Tying did give me a lot of time to think.  I have been pretty good the last two years, at finishing up quilts I started many years ago, even if they reflected some unfortunate choices and/or lower skill levels.

I started these spools blocks sometime about 2010, put them together with sashing that was too bright in 2020. I over overlaid them with eyelet trim and finished the quilt in 2023.

Colorious. this quilt was started in 2016; I constructed the blocks in different ways which led to their being vastly different sizes. Finished in 2023.

I started putting random scraps together in 2020, and felt the result was too chaotic. I added a wide gray border with scrap parallelograms in 2023 to finish. This is one of my favorites.

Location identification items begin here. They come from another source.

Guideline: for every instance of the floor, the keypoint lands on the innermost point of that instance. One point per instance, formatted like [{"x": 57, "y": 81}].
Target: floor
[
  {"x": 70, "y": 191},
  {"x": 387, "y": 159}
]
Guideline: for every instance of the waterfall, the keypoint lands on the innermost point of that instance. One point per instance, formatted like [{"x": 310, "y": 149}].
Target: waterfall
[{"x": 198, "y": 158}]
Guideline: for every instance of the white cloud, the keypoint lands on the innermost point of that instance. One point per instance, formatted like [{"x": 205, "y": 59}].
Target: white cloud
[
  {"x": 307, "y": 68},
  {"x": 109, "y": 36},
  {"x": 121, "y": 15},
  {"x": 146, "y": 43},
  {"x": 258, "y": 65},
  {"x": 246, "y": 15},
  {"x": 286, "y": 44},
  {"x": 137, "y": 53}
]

I purchased this Snowball Flower top in 2017, and finished hand-quilting it this year.

So, while I still have plenty of works-in-progress, I was thinking about what I might like to do next. And then Andrea of ARHtistic License had a thought-provoking post about bucket lists today, which got me thinking in more general terms.

As I have gotten older, my bucket list has changed quite a bit — I no longer even think about going out to sky-dive, water-ski, or climb Mt. Kilimanjaro. For volunteer work, I no longer imagine myself building houses for Habitat for Humanity or filling sandbags for flood mitigation.  I do feel pressure to achieve things before things get difficult or time is up altogether!

Here are some of the things on my current list:

Volunteer, using my generation’s superpower, which is reading cursive. 🙂  There are a lot of digitized records online, that need to be transcribed so that search engines can find them, and the younger generations can read them! I really love perusing those little unknown bits of the past, and I can do it while sitting down in a climate-controlled area.

Genealogize (apparently that is actually a word)– we have so many bits and pieces from past generations, and people have done a lot of work on our family tree; I would like to get it as complete as possible.

Quilt — I would like to use up all the fabrics people have donated to me, to make more donation quilts.  I would like to try techniques from all the books I got in my last auction haul, and I would like to keep making small art quilts for the quarterly Endeavourers‘ challenges.

Learn — I would like to learn to use my camera properly.  And then I would love to use it when I —

Travel, especially to anyplace with an interesting market place, and crafts people I can learn from.  So many places still to go and so much to see!